PETKİM’in özelleştirilmesinin ardından 17 sene içerisinde 4 kat değer kaybettiğine dikkat çeken Gençer, “Başta plastik sektörü olmak üzere birçok sektörün temel hammaddesi olan petrokimya ürünlerinin üretiminde ülkemiz giderek zayıflamaktadır. Tek yerli üreticimiz PETKİM’in pazar payı şu an yüzde 7’ye gerilemiştir. Sektör temsilcileri olarak yıllar boyunca ‘Ülkemize en az 5 PETKİM daha lazım’ diyorduk. Bugün geldiğimiz noktada ‘En az 10 PETKİM daha olmalı’ diyoruz. Buradaki can yakıcı çelişki şudur: 2008 yılına kadar kamu şirketi kimliği taşıyan PETKİM, özelleştirildiğinde iç pazarda yüzde 24’lük bir paya sahipti. Özelleştirmeler, daha fazla üretim, daha kaliteli ve rekabetçi ürün, yerli üretimin artırılması amacıyla savunuluyordu. Ancak bugün PETKİM’in payı, özelleştirildiği günden bu yana 17 yılda 4 kat azalmıştır” diye belirtti.

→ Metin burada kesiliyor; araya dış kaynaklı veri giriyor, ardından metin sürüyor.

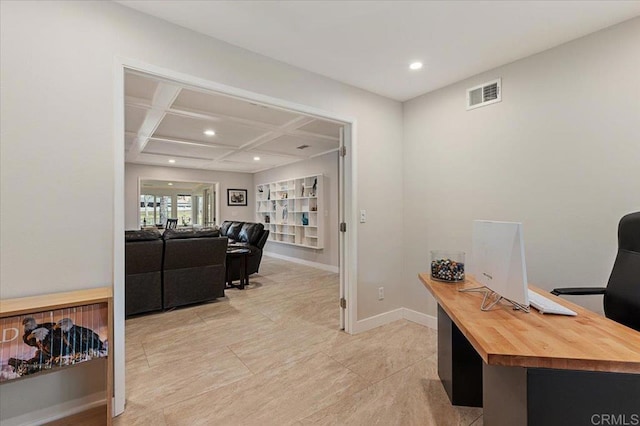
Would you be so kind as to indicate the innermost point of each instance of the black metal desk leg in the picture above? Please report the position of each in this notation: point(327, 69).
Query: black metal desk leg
point(459, 365)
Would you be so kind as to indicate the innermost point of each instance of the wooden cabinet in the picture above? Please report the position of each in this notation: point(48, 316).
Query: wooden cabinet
point(292, 210)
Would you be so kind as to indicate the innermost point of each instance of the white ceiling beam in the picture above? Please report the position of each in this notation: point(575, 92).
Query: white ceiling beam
point(216, 117)
point(163, 97)
point(191, 143)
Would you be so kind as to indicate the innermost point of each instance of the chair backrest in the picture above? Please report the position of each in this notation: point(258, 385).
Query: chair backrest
point(622, 297)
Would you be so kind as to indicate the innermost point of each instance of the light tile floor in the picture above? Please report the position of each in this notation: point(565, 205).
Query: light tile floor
point(272, 355)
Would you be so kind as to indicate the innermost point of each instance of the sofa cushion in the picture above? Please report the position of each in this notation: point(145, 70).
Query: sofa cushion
point(234, 231)
point(142, 235)
point(250, 233)
point(179, 233)
point(225, 227)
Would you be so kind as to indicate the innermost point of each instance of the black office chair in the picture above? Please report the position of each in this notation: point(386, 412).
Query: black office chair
point(622, 294)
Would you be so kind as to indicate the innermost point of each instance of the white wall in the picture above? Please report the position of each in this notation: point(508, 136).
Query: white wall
point(226, 179)
point(560, 153)
point(328, 166)
point(58, 141)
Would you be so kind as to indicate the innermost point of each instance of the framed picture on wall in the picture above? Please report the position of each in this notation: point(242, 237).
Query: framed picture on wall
point(236, 197)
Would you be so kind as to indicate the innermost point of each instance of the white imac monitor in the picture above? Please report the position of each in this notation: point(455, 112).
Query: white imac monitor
point(498, 259)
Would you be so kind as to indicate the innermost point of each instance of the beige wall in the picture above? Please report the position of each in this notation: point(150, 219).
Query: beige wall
point(560, 153)
point(226, 179)
point(58, 147)
point(328, 166)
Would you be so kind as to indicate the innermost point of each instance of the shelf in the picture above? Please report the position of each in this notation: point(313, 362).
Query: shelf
point(296, 244)
point(91, 308)
point(49, 302)
point(302, 195)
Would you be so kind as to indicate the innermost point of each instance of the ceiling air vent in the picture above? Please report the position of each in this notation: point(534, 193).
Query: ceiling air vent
point(484, 94)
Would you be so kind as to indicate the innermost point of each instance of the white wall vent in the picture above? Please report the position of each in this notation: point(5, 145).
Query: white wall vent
point(484, 94)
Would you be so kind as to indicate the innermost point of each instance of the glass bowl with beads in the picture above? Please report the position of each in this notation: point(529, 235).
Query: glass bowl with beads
point(447, 266)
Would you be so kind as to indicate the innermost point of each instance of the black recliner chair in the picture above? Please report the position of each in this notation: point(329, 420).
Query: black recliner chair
point(247, 235)
point(622, 294)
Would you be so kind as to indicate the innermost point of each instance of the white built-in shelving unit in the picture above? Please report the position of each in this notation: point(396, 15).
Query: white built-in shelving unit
point(292, 210)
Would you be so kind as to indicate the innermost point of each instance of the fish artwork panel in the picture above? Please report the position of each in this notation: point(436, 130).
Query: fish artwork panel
point(42, 341)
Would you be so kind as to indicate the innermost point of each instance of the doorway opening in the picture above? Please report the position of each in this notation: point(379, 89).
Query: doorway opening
point(142, 145)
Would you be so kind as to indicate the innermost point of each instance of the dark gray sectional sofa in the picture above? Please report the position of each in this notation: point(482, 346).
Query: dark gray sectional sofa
point(179, 267)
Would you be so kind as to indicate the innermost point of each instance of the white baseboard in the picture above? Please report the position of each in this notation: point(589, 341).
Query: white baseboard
point(57, 412)
point(394, 315)
point(420, 318)
point(316, 265)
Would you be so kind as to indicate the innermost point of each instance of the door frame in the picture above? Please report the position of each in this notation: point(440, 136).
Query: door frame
point(348, 242)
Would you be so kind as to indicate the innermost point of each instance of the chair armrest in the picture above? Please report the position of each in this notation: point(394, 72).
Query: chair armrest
point(578, 291)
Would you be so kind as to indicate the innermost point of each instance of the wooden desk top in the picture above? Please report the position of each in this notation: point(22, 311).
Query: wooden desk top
point(504, 336)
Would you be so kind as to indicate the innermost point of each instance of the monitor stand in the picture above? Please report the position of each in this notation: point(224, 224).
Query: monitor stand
point(491, 298)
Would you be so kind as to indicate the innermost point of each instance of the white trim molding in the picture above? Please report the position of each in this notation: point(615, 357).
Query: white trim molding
point(57, 412)
point(395, 315)
point(324, 267)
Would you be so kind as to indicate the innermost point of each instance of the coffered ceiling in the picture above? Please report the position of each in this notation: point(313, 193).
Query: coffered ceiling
point(165, 125)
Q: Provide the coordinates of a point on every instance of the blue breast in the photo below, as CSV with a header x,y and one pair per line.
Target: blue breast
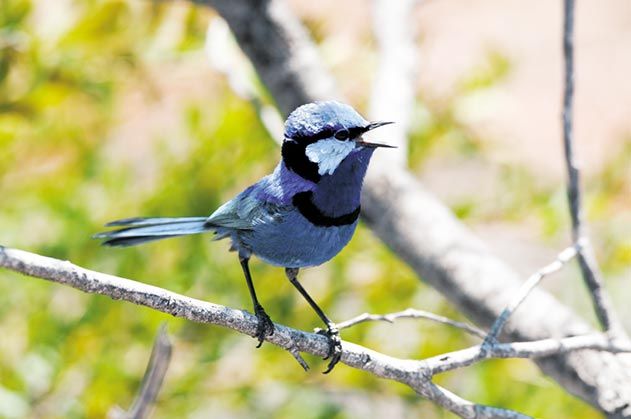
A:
x,y
293,241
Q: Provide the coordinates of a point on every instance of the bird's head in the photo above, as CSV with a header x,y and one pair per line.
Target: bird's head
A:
x,y
320,135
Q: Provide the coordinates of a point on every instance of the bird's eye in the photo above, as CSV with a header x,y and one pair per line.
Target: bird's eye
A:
x,y
342,135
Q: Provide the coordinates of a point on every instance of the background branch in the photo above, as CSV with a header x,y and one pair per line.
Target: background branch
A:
x,y
411,313
586,259
420,229
152,380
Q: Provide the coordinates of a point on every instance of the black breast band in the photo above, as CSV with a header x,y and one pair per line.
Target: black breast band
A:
x,y
308,209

Geri Kazanım Katılım Payı (GEKAP) projesinin ivedilikle hayata geçmesi gerektiğini vurgulayan Gençer, “Bu sistemin yasası çıkalı 3 yıl oldu, 4. yıla giriyoruz ama uygulama sürekli erteleniyor. Marketlerde 25 kuruşa poşet uygulaması anında yürürlüğe girdi, ancak depozito makineleriyle ilgili adım atılamadı. Bu da sistemin işleyememesine neden oluyor. GEKAP projesi çalıştırılamazsa, kaynağında atık toplama işlemi çözülemez. Bu konunun varsa eksikleri tamamlanarak uygulamaya geçilmesi gerekiyor Yeni bir petrokimya istiyorsak, bunu bugün için çöpte aramak zorundayız” ifadelerini kullandı.
Geri dönüşüm bilincinin okullarda başlaması gerektiğini söyleyen Gençer, “Kreşlerde, anaokullarında ve ilkokullarda çocuklara çöplerin ne kadar kıymetli ve atılmaması gerektiğiyle ilgili eğitimler verildiğinde bunun çok yararlı olacağına inanıyorum. ‘Ağaç yaşken eğilir’ sözüyle hareket ederek çocuklara erken yaşta bu alışkanlıkları kazandırmalıyız. Metal, alüminyum kâğıt veya plastik hepsi altın değerinde. Biz şu anda maalesef altını çöpe atıyoruz. Plastik, doğayı kirletir deniyor ama plastik altın gibidir. Yenisi de para, eskisi de. Dolarla, Euro’yla alıyoruz. Plastiği doğaya atan insandır, doğaya atmazsanız doğada da sorun olmaz. Metal denize batar, cam dibe çöker, yağ suda çözünür günahkâr plastik suyun üstünde kalır. Sorun plastiğin kendisi değil, yanlış kullanımıdır. Halledilecek ama devlet politikası lazım” açıklamasında bulundu.